A dealer has a business that buys and sells securities. Unlike brokerages, dealers buy and sell securities for their own accounts; brokerages facilitate the purchase and sale of securities for customers. Not all dealers are brokers; many brokers are also dealers, handling sales and purchases for their own in-house accounts.

Dealers also differ from traders. A trader or retail investor – that is, an individual, like you – can buy or sell securities for his or her own account, but it’s not a full-time business (and if it is, then you need to register with the Securities and Exchange Commission).

Dealers are often market makers who hold securities in hopes of profiting from the difference between the bid-ask spread, or the difference between the price that buyers will pay and the price that sellers will take. The bid is a function of demand; the ask is a function of supply.

How do they affect markets?

How do dealers affect markets?

Dealers traditionally have been viewed as a source of market liquidity by being prepared to buy or sell securities at any time. They operate through the over-the-counter (OTC) market, with securities being traded directly between individuals.

There are advantages and disadvantages to the dealer market. No third parties are involved, transactions are fast, brokerage fees are avoided, and dealers can react much more quickly to market fluctuations than other buyers and sellers.

On the downside, there’s no bidding, the choices of securities are relatively limited, it’s difficult to benefit from the market for small, part-time investors, and there’s also the possibility of market manipulation that skews securities prices.

It’s worth noting that one of the largest markets in the world – Nasdaq – is a dealer market, since it doesn’t have a trading floor.

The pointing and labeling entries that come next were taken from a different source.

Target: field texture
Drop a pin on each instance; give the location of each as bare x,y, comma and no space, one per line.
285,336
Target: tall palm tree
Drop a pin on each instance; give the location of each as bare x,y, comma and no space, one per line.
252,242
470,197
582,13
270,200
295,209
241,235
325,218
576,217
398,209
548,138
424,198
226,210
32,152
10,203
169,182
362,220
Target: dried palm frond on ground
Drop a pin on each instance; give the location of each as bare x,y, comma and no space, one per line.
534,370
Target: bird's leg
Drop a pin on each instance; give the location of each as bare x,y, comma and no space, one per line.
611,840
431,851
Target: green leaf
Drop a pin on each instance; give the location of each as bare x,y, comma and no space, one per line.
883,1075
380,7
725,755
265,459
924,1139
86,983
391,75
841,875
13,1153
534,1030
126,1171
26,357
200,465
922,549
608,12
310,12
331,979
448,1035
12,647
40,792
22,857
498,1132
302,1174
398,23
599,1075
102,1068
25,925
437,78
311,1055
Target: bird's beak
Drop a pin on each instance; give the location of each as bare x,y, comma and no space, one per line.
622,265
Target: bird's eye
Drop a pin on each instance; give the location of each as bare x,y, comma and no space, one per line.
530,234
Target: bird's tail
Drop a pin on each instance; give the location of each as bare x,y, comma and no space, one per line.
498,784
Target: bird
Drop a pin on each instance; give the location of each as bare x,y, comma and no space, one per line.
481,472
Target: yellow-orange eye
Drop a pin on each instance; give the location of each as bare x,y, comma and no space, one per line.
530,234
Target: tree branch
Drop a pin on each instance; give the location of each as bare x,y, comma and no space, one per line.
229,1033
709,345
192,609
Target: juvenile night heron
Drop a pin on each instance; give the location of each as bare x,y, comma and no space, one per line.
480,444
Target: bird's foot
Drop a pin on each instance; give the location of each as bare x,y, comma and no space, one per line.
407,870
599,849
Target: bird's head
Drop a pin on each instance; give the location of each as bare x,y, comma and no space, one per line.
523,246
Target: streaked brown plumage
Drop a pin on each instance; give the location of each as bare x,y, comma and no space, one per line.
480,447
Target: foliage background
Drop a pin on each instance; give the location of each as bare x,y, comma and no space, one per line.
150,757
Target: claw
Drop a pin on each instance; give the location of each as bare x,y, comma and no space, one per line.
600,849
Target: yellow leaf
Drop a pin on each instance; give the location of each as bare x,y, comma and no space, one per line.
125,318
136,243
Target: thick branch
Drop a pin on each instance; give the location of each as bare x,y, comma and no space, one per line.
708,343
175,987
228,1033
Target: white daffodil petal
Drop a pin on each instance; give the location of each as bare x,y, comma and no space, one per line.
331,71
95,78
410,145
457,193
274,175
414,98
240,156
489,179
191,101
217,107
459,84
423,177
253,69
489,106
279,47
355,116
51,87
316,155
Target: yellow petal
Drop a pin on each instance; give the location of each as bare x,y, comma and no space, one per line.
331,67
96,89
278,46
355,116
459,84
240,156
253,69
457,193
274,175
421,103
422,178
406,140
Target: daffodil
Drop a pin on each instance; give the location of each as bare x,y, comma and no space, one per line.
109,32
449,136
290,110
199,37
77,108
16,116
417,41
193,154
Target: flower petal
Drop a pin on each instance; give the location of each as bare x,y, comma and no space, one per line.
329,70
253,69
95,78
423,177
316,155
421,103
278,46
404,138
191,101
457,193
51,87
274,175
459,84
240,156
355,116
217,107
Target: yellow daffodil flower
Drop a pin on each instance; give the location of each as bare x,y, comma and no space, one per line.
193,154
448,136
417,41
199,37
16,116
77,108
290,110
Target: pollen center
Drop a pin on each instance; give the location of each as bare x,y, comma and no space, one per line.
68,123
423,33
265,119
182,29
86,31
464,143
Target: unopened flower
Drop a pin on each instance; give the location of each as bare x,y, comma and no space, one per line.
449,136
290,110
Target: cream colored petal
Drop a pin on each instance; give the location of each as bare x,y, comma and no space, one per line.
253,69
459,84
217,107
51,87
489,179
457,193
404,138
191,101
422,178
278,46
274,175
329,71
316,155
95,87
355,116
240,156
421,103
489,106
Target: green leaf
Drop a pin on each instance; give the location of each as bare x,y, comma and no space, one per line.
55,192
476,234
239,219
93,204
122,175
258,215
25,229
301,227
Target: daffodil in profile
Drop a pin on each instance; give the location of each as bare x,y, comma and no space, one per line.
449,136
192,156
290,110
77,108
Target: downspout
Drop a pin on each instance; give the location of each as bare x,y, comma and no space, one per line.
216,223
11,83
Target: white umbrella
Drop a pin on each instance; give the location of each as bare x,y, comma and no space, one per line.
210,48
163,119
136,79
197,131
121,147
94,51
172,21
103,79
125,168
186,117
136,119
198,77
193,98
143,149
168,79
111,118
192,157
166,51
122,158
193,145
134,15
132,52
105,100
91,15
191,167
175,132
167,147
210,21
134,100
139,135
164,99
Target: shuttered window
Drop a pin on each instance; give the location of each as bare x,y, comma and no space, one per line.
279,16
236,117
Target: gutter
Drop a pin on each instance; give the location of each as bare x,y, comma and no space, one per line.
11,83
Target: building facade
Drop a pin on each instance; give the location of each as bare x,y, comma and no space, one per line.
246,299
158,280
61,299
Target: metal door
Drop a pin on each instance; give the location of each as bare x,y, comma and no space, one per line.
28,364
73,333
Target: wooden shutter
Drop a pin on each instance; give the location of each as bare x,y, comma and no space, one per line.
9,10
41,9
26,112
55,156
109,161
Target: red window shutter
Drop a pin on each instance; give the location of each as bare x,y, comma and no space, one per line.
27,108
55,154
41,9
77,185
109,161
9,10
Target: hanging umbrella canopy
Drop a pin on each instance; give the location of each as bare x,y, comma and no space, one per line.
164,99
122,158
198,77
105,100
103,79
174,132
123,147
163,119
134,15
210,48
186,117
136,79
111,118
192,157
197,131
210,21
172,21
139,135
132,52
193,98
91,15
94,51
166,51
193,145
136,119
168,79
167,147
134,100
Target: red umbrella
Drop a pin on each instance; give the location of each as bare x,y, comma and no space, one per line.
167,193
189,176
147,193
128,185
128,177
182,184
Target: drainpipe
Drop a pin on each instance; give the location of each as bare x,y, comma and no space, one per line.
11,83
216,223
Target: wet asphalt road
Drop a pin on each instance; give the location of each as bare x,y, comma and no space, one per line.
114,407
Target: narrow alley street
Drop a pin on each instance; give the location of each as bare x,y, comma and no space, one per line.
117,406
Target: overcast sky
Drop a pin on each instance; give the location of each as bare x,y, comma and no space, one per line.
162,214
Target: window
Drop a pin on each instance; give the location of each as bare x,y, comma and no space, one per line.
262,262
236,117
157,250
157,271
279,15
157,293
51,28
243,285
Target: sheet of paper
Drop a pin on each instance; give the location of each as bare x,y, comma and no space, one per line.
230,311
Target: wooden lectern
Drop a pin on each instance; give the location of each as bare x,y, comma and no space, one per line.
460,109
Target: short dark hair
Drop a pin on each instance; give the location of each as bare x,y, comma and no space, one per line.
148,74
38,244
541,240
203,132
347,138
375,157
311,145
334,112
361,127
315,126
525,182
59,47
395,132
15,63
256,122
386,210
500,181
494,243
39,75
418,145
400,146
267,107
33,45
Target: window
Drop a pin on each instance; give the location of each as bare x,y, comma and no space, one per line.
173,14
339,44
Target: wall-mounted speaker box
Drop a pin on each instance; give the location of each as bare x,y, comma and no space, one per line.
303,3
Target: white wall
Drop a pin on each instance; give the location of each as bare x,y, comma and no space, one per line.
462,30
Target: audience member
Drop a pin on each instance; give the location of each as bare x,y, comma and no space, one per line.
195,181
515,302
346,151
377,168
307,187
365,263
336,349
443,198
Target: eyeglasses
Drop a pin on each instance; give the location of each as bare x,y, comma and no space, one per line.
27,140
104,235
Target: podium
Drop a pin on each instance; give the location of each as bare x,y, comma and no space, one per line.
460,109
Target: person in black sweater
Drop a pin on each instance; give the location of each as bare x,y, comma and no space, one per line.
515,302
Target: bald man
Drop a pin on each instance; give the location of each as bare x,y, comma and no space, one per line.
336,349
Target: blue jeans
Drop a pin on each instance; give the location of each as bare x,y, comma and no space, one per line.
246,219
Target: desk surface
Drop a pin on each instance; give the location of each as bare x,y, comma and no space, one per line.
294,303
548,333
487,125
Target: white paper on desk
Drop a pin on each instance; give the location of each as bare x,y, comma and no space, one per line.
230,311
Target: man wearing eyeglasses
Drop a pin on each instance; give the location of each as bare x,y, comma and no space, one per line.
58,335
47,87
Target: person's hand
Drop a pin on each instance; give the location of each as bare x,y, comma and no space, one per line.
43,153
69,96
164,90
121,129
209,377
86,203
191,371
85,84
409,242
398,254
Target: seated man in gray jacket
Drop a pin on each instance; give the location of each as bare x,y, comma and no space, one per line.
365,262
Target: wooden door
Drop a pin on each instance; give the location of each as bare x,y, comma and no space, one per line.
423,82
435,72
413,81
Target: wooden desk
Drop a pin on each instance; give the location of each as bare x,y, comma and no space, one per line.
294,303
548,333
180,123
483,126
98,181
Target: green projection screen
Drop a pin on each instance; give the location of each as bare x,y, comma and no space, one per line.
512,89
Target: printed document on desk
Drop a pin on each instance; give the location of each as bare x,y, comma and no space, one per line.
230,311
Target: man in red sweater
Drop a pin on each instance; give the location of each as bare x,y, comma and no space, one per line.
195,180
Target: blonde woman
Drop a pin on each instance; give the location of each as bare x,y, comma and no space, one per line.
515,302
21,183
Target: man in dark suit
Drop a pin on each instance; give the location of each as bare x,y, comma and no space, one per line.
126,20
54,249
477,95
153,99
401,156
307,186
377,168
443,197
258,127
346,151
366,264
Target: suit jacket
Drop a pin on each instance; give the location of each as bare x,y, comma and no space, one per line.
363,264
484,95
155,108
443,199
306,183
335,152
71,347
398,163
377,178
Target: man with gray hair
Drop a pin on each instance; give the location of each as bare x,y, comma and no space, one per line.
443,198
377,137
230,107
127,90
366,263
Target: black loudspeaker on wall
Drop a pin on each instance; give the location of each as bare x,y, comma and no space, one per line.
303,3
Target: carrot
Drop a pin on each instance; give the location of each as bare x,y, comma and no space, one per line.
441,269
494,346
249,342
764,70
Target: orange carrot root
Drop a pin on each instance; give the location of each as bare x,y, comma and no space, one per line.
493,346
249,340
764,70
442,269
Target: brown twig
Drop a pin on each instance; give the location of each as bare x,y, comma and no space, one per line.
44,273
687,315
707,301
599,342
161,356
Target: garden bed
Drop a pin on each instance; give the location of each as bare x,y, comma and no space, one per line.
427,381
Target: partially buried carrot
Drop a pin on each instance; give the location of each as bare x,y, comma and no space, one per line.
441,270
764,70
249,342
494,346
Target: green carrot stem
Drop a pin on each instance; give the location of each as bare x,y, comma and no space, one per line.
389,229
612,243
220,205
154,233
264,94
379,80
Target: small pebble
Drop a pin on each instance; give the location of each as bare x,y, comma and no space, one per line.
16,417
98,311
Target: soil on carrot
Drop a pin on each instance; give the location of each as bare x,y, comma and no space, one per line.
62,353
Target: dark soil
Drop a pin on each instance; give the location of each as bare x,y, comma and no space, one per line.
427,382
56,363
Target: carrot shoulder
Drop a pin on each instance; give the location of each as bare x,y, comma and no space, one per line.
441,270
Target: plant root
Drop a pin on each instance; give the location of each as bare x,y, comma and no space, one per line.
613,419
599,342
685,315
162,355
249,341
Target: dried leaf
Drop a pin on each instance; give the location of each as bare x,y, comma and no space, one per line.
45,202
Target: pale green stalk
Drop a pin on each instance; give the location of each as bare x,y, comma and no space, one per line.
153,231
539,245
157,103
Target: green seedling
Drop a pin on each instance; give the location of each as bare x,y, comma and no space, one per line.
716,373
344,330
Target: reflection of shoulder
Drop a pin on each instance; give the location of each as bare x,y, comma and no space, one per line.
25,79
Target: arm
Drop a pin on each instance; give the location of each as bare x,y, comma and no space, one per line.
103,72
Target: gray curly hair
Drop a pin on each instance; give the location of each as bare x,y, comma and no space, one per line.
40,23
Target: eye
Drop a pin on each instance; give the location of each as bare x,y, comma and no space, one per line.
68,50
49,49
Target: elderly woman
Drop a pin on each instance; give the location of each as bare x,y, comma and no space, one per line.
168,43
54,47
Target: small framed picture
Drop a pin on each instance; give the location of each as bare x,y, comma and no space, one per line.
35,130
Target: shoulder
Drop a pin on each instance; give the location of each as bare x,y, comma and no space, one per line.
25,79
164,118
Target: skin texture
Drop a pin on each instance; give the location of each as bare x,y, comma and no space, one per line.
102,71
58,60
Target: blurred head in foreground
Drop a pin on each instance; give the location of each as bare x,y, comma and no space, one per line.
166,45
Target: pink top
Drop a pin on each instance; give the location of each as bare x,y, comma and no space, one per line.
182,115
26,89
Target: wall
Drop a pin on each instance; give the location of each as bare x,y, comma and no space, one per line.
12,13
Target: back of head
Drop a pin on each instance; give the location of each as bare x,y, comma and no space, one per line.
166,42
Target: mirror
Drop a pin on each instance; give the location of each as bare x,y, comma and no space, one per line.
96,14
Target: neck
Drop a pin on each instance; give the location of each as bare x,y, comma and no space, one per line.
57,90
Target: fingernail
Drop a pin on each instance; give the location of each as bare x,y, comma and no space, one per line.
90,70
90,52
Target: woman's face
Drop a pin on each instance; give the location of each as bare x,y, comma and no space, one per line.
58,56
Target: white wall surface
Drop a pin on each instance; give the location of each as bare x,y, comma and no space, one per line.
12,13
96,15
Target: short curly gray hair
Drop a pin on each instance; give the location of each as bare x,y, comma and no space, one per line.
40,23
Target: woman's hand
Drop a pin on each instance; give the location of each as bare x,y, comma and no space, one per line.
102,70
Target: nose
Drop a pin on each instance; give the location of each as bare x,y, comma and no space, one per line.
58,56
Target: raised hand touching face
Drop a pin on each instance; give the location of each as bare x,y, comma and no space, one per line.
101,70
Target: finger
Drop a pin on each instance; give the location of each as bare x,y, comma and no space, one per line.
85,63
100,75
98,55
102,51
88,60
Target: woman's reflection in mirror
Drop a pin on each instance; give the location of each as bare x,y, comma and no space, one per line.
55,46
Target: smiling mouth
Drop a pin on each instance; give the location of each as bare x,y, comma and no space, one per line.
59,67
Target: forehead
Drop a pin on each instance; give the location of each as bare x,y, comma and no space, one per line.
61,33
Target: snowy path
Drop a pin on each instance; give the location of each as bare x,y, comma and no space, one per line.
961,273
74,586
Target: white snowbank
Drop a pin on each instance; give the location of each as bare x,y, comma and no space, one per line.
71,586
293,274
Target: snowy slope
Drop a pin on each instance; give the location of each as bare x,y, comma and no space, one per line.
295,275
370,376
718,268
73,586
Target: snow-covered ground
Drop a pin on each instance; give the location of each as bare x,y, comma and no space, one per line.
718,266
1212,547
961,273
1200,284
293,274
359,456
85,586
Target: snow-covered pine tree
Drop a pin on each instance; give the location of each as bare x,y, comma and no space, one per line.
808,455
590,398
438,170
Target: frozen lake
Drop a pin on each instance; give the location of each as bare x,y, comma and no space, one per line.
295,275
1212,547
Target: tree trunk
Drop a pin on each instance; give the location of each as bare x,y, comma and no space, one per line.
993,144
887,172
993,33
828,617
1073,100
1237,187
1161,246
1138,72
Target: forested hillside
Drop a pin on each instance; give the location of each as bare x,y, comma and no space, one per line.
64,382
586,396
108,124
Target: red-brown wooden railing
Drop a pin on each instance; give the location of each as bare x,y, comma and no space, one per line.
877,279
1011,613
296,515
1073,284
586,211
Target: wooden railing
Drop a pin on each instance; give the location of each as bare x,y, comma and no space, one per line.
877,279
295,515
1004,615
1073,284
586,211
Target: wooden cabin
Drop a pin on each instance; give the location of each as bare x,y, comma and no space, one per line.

Instead, brokers purchase securities through a dealer rather than from each other. The New York Stock Exchange, on the other hand, is an auction market, which relies on specialists to match trades.

Dealers vs. brokers

Dealers vs. brokers

Still confused? There are other differences between brokers and dealers that you need to know about. Brokers are required to help sellers; they generally earn a commission for their efforts. Dealers, on the other hand, are making decisions to help either themselves or their company by maximizing the value of each transaction. Both brokers and dealers are generally required to register with the Securities and Exchange Commission, any state authority, and be part of a self-regulatory organization, such as the Financial Industry Regulatory Authority (FINRA), the New York Stock Exchange, or the Chicago Board of Trade.

You should also be aware that FINRA listed 3,435 broker-dealer firms as of 2021. Individual dealers usually start as brokers, then branch out to run their own operation. Sometimes, however, they work both sides of the street as broker-dealers – making their own trades for a company’s benefit, as well as facilitating trades for the benefit of clients. The requirements for broker-dealers are basically the same as for brokers and dealers, with the additional requirement that the business has to become a member of the Securities Investor Protection Corporation.

Example

Dealer example

The dealer market generally focuses more on bond and foreign currency exchange markets rather than stocks. The idea behind the trading, however, is similar. A dealer starts by setting the bid price, or the highest price the dealer is prepared to offer for the security. The dealer also quotes the ask price, or the lowest price at which the dealer will sell the security.

Let’s say the dealer sets a bid price for 1,000 euros at $1.05 per euro. The dealer then sets an ask price of $1.07 per euro. Assuming the dealer is able to buy and sell the euros at the bid and ask prices, the profit is the bid-ask spread – in this case, $0.02 per euro, or $2,000.

Conventional wisdom says that dealers help the markets by providing liquidity. Not everyone agrees, though. A 2003 Massachusetts Institute of Technology study argued that dealers not only fail to provide the markets with liquidity, but they earn excessive returns that are driven by obtaining information, rather than by making markets. Investors should know the difference between brokers and dealers, and decide which role is best for their financial security.